Uma ex-assessora do Ministério Público da Bahia, vinculada à 13ª Promotoria de Justiça em Juazeiro, formalizou seu desligamento, denunciando abusos e condições de trabalho que, segundo ela, violaram sua dignidade e direitos. Em uma carta endereçada aos colegas, a profissional descreve um ambiente de sobrecarga extrema, ingerência na vida pessoal, assédio moral e a falta de limites entre a vida profissional e familiar.
A Corregedoria-Geral do MP-BA confirmou que recebeu, na última terça-feira, uma notícia de fato protocolada pela ex-servidora e que já está tomando as medidas necessárias para investigar as alegações. No relato, a ex-assessora menciona que, além da carga de trabalho já elevada, foi forçada a assumir demandas de outras promotorias e a acompanhar júris de forma contínua, acumulando funções de maneira excessiva. Ela destaca que o trabalho nos tribunais do júri ia além da preparação técnica, incluindo a elaboração de relatórios extensos e a redação prévia de perguntas para as audiências, com a chefia apenas assinando formalmente sem realizar correções.

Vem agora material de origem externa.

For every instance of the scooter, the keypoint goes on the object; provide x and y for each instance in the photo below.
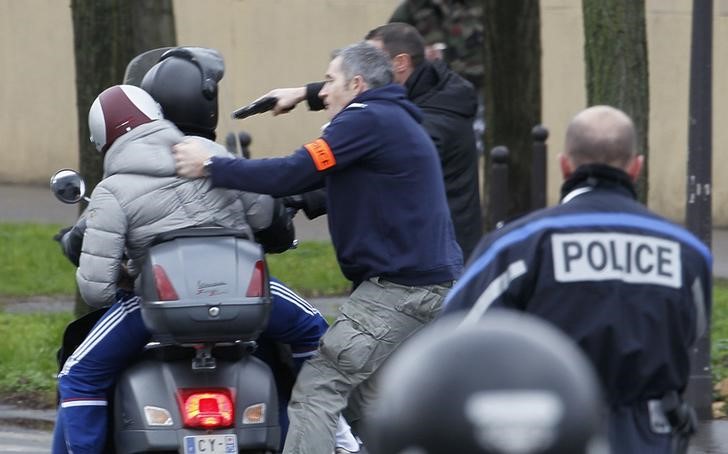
(197, 388)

A ex-assessora também relata ter enfrentado uma exigência de disponibilidade absoluta, sendo obrigada a atender ligações e mensagens da chefia a qualquer hora e dia da semana. Essa imposição, segundo ela, era justificada pelo recebimento de Regime de Tempo Integral pela chefia, o que teria sido usado para suprimir seu direito à desconexão. Ela menciona ainda uma grave intromissão em sua vida familiar, sendo pressionada a matricular seu filho de dois anos em uma escola de tempo integral, sob ameaça de desligamento. Além disso, foi forçada a acompanhar júris e realizar substituições que a mantinham longe de casa por semanas, sem o pagamento de diárias ou compensações.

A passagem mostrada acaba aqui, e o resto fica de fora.